Since the introduction of the Mental Capacity Act 2005 the concept of a living will or advanced directive has been replaced by an advance decision to refuse treatment. This allows a person to state that a particular treatment should not be carried out or continued if, at a later time and in specified circumstances, the patient lacks capacity to make that decision for themselves.
Any advance directive that was made prior to the Mental Capacity Act coming into force may still be valid under the Act, but no new directives can be made following its introduction. Patients wishing to set out what care they would want, or not want, to receive in the future, will need to make an advance decision.
Advance decisions can only be made by a person aged 18 or older and the patient must have the appropriate mental capacity. If you are asked by a patient to assist them in preparing such a decision, you must have assessed capacity and be satisfied the patient has the necessary ability to make the decision. However, the patient must also understand the limitations of any decision they make.
Under the advance decision, treatment can be refused except for actions needed to keep a patient comfortable, such as offering food or water by mouth and providing warmth and shelter. A patient can refuse life sustaining treatment providing this is in writing and signed by them and a witness, whereas other refusals can be made verbally.
If you have been asked to witness a written advance decision, or discuss a verbal one, it is a good idea to keep a copy or a record of the discussion in the patient’s notes. Advise the patient to make their local hospital aware of their decision and keep a copy of it with them in the event of an emergency.
The patient should be made aware of the possibility that an emergency may arise where their advance decision is not, or cannot, be brought to the attention of those treating them and if this is the case, and assuming the patient lacks capacity, treatment will be given in what is believed to be in their best interests.
Patients need to be aware that the validity of an advance decision would be in question if they had since acted outside the limits of their decision, for example, by accepting treatment that they said they would want to refuse when drawing up their advance decision.
A decision would also be made invalid if a patient has subsequently arranged a lasting power of attorney for health and welfare, giving someone else the power to make the same decisions once the patient loses capacity.
Patients can face difficulties in making a valid advance decision which need to be very specific to the circumstances. A patient cannot predict the future and therefore it is difficult to cover every eventuality in their decision.
Patients who have a chronic or terminal illness are generally better placed to provide specific details of what treatment they would or would not want. Where a patient is fit and well at the time of making the advance decision, it is very difficult to draw up a valid decision covering all the necessary specific circumstances, as the anonymised case study below shows.
If there is any doubt, it may result in the treating doctor or team reaching the view that the advance decision is not valid. Doctors going against a valid advance decision could face a claim for battery or criminal charge of assault and therefore it is sensible to get advice from the MDU or your medical defence organisation, if time allows, before concluding that a decision is no longer applicable.
If a patient has expressed a wish to have certain treatments or interventions, as opposed to refusing treatment, this should be taken into account but does not have to be followed if it is not felt to be an appropriate course of action. Patients cannot use an advance decision to demand treatment which is thought to be futile.
A patient whose parents both died from terminal illnesses asks their GP to help him make an advance decision. Although he has no medical problems at the moment and is generally fit and well, he wants it on record that he would not want treatment if he was terminally ill and couldn’t make decisions for himself. The GP feels uncomfortable about this as the patient is currently well and wonders how best to advise him.
For an advance decision to be valid and applicable the treatment being refused needs to be specified as do the individual circumstances of the decision itself.
While a patient with a condition such as motor neurone disease can reasonably foresee what clinical course their illness is likely to take, this patient is well so would have difficulty creating a valid advance decision that could cover every eventuality. If there are reasonable grounds to suspect that circumstances exist that the patient would not have anticipated this may invalidate the decision.

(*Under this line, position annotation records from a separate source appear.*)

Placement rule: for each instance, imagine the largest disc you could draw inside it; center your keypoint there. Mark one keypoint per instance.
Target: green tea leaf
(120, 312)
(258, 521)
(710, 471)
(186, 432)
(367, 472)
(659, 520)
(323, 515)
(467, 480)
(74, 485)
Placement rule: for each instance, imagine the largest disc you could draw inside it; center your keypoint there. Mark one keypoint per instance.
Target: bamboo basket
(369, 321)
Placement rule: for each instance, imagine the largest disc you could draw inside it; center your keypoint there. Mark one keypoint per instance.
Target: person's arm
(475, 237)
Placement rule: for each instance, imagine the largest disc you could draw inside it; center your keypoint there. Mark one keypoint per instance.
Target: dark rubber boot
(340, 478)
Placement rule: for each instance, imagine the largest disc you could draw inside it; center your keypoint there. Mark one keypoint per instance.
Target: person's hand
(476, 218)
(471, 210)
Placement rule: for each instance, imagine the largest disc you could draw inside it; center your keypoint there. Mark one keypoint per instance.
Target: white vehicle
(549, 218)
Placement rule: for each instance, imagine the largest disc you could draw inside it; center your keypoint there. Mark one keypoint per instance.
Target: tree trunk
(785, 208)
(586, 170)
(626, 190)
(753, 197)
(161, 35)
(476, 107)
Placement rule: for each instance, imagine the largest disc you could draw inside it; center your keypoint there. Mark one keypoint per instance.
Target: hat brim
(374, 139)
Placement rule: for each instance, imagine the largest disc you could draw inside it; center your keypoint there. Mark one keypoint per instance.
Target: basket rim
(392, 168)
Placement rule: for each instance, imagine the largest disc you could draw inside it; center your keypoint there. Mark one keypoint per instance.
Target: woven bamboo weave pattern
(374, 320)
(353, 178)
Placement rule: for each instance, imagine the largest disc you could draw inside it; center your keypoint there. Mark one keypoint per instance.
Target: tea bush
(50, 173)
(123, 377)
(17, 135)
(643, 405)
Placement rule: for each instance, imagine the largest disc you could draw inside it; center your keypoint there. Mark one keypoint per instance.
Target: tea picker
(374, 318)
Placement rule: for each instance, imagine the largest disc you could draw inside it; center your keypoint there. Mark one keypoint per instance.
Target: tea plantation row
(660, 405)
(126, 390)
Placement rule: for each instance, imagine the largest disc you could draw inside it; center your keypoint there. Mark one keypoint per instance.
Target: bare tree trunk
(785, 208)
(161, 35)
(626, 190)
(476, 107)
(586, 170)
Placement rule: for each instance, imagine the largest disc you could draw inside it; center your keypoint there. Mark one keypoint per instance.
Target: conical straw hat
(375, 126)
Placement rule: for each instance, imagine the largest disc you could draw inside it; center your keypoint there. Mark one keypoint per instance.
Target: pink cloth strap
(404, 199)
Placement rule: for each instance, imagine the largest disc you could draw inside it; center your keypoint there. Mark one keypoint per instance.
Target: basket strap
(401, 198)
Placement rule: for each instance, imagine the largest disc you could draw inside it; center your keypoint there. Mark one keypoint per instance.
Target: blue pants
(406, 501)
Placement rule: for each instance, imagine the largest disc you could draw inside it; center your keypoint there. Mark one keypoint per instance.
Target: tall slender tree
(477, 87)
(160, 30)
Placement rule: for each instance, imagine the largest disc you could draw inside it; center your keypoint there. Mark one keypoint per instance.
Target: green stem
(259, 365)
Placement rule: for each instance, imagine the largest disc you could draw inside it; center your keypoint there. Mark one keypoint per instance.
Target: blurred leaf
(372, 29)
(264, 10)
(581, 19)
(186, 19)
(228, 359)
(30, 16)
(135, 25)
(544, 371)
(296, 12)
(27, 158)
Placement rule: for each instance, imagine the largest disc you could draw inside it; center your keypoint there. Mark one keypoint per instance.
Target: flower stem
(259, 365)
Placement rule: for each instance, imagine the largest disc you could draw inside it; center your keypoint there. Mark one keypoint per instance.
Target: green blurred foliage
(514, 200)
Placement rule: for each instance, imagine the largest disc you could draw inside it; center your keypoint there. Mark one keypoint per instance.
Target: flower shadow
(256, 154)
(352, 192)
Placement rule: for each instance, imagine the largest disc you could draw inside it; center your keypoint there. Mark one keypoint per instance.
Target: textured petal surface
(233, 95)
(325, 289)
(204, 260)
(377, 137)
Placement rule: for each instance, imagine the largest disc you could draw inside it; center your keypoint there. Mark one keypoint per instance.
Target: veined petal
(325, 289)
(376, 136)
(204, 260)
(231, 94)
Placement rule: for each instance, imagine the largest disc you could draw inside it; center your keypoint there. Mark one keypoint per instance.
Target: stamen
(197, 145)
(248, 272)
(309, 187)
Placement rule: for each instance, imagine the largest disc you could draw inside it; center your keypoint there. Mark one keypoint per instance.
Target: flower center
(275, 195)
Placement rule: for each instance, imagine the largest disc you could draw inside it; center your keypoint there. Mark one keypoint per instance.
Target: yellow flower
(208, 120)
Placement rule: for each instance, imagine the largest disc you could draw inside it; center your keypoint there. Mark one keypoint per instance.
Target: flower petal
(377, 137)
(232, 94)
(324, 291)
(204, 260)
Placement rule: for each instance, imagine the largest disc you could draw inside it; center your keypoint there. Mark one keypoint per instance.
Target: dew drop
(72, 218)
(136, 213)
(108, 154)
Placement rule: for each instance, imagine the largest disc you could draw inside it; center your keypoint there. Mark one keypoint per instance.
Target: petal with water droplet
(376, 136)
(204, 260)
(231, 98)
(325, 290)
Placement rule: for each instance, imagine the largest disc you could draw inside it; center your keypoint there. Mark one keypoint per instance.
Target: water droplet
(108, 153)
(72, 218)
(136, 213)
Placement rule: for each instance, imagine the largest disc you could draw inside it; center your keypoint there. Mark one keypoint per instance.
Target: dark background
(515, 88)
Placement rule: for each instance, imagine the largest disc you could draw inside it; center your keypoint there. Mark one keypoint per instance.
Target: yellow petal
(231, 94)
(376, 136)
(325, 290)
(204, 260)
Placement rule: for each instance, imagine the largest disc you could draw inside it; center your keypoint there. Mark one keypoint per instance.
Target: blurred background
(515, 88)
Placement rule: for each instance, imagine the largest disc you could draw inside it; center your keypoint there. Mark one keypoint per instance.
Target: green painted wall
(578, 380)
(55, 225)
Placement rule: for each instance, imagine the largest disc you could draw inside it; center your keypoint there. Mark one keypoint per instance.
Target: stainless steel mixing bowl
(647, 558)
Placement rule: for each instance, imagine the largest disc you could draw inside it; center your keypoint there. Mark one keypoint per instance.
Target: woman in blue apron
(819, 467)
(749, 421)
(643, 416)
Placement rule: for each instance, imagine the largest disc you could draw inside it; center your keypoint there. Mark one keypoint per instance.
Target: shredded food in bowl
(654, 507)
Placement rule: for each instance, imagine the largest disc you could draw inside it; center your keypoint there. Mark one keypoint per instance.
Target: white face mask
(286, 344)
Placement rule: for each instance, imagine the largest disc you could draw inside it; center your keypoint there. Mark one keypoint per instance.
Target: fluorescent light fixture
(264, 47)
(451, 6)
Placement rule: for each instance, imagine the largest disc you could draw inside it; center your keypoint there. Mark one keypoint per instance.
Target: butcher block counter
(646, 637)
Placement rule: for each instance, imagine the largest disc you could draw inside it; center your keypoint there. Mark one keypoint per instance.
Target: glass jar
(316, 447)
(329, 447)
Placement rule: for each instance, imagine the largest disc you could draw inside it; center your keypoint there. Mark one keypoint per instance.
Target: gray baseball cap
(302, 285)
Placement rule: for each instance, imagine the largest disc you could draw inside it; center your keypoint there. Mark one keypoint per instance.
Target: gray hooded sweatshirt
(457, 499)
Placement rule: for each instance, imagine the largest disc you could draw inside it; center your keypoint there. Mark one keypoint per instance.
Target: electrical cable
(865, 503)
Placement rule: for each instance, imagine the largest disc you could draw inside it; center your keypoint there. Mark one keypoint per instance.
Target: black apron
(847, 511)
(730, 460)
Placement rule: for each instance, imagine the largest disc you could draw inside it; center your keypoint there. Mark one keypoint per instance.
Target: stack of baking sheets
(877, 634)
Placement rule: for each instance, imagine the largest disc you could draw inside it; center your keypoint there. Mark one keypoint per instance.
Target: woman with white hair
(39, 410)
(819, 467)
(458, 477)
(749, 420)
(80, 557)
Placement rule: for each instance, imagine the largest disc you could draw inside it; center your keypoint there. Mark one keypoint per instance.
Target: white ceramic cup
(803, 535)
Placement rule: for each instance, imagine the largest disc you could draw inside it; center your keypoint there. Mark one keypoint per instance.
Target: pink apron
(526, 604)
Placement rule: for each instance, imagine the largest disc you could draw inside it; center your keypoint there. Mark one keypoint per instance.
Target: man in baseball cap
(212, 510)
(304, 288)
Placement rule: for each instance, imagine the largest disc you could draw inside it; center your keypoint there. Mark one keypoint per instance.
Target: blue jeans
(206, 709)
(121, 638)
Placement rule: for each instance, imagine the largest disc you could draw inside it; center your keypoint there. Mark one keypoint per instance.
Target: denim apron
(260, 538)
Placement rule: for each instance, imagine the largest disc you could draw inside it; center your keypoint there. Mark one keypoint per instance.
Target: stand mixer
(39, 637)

Rather than an advance decision the patient may be better placed to arrange a lasting power of attorney (LPA) for their personal welfare, which would include medical treatment. The patient could appoint an attorney who could make certain decisions on their behalf. This would only apply once the patient had lost the capacity to make decisions for themselves and the attorney must act in the patient’s best interests.
The patient would need to ensure there was extra provision in the LPA to confirm that they authorised the attorney to make decisions about life-sustaining treatment, in addition to any other treatment they might require.